Brands' C-Suite Exodus

An unprecedented number of consumer packaged goods CEO's are stepping down in the face of changing consumer attitudes towards brands and the rising preference for private label. David Merrefield names and analyzes the motivations behind these high-profile departures.
David Merrefield
September 2018

The CEO of any company that has experienced declining revenues for a while may be in jeopardy. When an entire business sector is in decline, many CEOs may be in jeopardy.

The latter is certainly the case when it comes to national-brand manufacturers of consumables.

In the past couple of years, no fewer than 16 CPG CEOs have vacated their corner offices. Conspicuous among them are Denise Morrison at Campbell Soup, Paul Grimwood at Nestle USA and Ken Powell at General Mills. And the list continues to grow. Indra Nooyi of PepsiCo recently announced she’s stepping down.
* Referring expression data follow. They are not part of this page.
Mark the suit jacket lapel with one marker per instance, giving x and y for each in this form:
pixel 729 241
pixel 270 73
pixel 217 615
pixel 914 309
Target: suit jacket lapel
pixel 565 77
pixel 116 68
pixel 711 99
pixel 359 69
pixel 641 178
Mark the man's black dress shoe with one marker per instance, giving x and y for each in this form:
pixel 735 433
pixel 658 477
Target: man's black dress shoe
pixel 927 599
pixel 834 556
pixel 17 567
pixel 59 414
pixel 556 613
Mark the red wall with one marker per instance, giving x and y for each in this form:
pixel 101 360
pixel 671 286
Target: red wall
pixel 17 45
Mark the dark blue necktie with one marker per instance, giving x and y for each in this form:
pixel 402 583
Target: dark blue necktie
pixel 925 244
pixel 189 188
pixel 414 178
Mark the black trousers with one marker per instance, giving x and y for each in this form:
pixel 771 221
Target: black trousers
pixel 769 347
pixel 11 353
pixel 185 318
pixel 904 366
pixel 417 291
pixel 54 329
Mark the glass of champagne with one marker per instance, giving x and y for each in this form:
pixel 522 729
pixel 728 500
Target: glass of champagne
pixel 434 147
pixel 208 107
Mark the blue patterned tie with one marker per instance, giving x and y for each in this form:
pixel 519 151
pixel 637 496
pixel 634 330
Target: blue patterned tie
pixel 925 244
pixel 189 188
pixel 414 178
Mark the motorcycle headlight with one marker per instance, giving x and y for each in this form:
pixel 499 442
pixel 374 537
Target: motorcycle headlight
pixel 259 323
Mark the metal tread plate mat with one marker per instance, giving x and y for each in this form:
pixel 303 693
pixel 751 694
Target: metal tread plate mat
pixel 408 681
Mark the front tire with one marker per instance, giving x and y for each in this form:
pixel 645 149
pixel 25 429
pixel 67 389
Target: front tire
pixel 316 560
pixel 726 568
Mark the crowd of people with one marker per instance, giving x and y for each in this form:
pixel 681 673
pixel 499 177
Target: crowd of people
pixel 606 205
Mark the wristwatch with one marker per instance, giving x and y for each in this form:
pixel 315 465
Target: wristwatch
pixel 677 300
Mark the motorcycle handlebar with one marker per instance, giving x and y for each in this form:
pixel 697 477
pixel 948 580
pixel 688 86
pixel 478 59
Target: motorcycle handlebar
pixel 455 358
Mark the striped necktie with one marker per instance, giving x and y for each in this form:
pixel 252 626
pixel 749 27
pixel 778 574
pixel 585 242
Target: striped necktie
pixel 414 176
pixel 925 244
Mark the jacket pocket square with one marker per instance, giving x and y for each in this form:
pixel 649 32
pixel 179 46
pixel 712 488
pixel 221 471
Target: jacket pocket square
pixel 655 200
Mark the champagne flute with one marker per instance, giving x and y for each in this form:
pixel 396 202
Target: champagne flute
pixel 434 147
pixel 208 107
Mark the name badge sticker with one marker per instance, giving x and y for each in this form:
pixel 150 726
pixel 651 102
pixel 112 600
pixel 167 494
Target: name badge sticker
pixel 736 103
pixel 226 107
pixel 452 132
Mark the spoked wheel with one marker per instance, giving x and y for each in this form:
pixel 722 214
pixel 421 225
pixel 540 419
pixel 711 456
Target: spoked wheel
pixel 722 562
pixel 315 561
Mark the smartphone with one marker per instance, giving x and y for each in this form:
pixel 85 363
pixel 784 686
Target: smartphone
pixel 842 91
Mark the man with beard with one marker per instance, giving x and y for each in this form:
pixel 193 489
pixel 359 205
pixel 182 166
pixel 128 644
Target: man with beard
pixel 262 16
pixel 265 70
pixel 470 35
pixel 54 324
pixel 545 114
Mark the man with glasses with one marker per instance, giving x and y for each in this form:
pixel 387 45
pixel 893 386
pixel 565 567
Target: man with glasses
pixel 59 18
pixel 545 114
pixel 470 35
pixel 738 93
And it’s possible that we’ve seen only the beginning. Activist investors are now demanding major changes at 40 more CPG manufacturing companies worldwide, changes such as CEO replacement, asset sales or mergers.

Proximate reasons behind the recent CEO churn include pressure from activist investors, board unrest or ordinary retirements. But in all instances, the affected companies have been underperforming.

That’s the case across the sector. The top 25 food and beverage companies have been losing market share lately, chalking up annual sales growth averaging just 2 percent as compared to 6 percent for the balance of the industry.

In short: Branded goods are no longer as favored by consumers as they once were.

Younger consumers tend to see national brands as vestiges of times past. Conversely, they see private brands as conferring the status of possessing unique products secured at good prices. Retailers such as Kroger, Trader Joe’s, Whole Foods and Aldi cater to that. 

Research suggests that younger shoppers are setting a trend that’s likely to continue into the future. Younger shoppers now account for 31 percent of all private brand dollar sales, counting all outlets, while older Millennials and younger Boomers contribute just 19 percent of dollar sales.

Assuming that younger shoppers’ preferences remain with them as they mature, the future of brands is apparent.

Now, returning to the CPG manufacturers, what can we expect of the new executives faced with these challenges?

Most likely they will continue to seek better ways to offer customer-preferred product, such as natural and organics. They can do that by changing current product formulations, rolling out new ones or acquiring relevant companies. But the benefits of those changes are a difficult consumer sell.

So the road for CPG manufacturers is a long one. None of this is to suggest that national brands are going away, but the challenges CPG brand owners face are growing.

For PLMA Live, I’m David Merrefield.